In line vs. In function produces different results in C++

In summary, the conversation discusses the speed difference between using the function Hamiltonian(q,b) and copying the code directly into the main statement. The discussion includes potential reasons for this difference, such as the compiler's optimization and the number of variables in registers. It is suggested to use optimization and to put the garbage collection in a separate function. The conversation also mentions the use of global variables and the issue of bad allocation errors.
  • #1
maverick_starstrider
1,119
6
Hi, I'm working on a code where essentially I have two very large arrays q and b and I have this function Hamiltonian(double * v1, double * v2) which takes the points of two arrays and does all sorts of things with them. Anyways. If I write my code using Hamiltonian(q,b) my code runs FASTER than if I just copy and paste everything that was in the function Hamiltonian and just plunk it in my main statement. Why should this be? Doesn't the compiler just put it in line anyways when it is compiling to assembly?
 
Technology news on Phys.org
  • #2
No when it compiles the code it separates out the function and calls it when it's needed. Inline only saves you the cost of putting the arguments on the stack, doing a jump to the function and reading them back - basically a clock cycle on a modern cpu.

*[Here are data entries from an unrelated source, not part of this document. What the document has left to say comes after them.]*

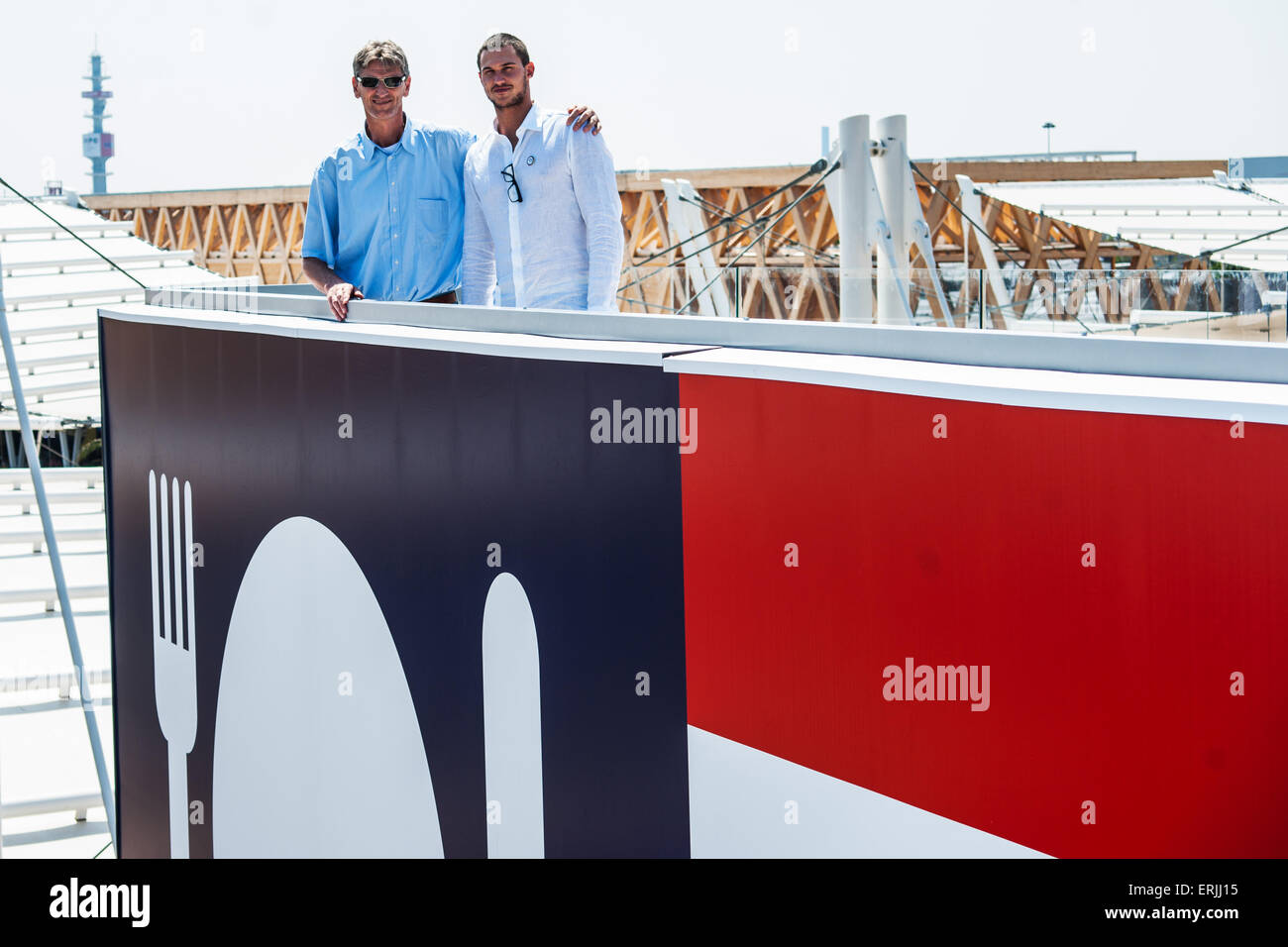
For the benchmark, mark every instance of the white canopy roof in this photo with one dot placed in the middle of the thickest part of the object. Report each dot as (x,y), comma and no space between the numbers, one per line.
(1189,215)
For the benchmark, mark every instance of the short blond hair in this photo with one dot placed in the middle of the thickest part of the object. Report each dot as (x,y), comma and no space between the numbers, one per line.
(385,52)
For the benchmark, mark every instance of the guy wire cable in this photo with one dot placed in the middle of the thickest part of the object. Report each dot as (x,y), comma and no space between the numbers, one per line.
(73,235)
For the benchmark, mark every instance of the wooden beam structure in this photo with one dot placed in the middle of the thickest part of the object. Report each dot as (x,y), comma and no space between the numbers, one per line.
(777,239)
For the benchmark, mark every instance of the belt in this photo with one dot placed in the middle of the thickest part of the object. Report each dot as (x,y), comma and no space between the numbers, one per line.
(450,298)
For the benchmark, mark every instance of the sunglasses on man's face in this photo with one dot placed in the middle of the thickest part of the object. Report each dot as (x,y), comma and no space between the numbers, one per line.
(390,81)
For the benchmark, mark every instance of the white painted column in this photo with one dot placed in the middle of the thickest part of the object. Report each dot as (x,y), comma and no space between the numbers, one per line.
(853,221)
(892,178)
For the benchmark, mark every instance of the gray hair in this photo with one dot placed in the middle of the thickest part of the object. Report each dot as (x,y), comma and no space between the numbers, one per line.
(385,52)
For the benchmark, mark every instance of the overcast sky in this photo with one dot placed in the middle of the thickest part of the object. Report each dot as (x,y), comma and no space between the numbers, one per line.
(240,93)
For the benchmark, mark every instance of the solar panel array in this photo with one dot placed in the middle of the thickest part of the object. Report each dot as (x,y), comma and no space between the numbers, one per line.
(53,286)
(1189,215)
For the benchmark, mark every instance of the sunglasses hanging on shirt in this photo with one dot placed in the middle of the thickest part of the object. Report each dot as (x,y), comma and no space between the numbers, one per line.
(507,176)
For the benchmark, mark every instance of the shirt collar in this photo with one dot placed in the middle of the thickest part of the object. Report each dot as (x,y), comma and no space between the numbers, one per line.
(372,147)
(531,121)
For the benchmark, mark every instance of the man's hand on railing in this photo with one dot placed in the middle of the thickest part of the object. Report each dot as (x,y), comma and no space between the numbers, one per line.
(339,296)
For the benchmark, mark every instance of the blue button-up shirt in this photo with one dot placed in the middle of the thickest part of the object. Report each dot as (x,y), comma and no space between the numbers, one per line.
(390,221)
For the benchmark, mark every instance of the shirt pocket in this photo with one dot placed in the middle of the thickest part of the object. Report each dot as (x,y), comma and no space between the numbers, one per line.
(432,222)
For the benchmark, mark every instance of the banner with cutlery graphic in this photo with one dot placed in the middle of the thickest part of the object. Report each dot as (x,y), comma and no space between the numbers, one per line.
(393,591)
(424,600)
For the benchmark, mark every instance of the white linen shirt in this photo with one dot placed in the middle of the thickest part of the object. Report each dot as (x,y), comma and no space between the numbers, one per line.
(562,247)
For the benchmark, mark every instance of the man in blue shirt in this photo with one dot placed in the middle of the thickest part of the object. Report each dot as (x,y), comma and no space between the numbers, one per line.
(386,208)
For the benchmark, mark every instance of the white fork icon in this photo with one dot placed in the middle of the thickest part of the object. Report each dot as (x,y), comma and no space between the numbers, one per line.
(174,655)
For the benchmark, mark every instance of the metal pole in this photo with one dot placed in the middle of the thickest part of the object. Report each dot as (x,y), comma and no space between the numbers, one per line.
(892,167)
(855,248)
(38,483)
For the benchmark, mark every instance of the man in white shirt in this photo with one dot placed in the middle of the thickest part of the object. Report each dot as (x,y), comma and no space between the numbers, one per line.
(542,217)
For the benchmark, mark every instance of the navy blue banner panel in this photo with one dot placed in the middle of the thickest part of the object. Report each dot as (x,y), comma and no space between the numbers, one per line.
(370,599)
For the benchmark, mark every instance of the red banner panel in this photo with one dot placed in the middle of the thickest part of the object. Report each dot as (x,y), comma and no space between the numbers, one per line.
(1090,608)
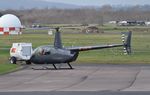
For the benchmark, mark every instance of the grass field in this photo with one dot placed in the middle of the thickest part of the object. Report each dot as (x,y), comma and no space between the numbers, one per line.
(140,46)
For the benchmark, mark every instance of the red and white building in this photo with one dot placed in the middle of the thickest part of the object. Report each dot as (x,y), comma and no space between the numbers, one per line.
(10,25)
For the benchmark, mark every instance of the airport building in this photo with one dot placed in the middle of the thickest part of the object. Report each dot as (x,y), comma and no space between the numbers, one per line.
(10,25)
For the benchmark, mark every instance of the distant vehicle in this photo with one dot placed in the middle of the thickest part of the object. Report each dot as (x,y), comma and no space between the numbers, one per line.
(20,52)
(57,54)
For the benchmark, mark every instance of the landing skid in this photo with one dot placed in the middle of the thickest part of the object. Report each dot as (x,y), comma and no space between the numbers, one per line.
(55,67)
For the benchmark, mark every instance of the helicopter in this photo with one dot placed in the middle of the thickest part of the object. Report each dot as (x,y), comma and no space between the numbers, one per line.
(57,54)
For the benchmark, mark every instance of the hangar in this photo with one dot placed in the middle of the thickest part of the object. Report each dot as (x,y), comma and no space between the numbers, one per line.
(10,25)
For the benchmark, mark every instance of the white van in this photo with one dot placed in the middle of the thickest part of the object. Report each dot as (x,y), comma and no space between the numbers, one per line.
(21,52)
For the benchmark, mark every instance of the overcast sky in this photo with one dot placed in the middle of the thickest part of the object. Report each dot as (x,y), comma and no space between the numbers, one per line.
(104,2)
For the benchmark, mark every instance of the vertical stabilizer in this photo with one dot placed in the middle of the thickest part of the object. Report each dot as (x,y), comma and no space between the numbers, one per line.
(57,41)
(127,41)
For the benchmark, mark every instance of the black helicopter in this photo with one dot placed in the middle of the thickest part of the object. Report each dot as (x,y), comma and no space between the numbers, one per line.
(57,54)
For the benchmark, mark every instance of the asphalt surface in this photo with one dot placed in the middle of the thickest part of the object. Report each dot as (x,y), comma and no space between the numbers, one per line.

I can't see a reason that putting the code into the main function would speed things up - did you only test it once? It could just have the contents cached?

ps. Unless you are doing something dumb with the addresses you pass, like copying the values into another array one at a time.
 
  • #3
mgb_phys said:
No when it compiles the code it separates out the function and calls it when it's needed. Inline only saves you the cost of putting the arguments on the stack, doing a jump to the function and reading them back - basically a clock cycle on a modern cpu.

I can't see a reason that putting the code into the main function would speed things up - did you only test it once? It could just have the contents cached?

ps. Unless you are doing something dumb with the addresses you pass, like copying the values into another array one at a time.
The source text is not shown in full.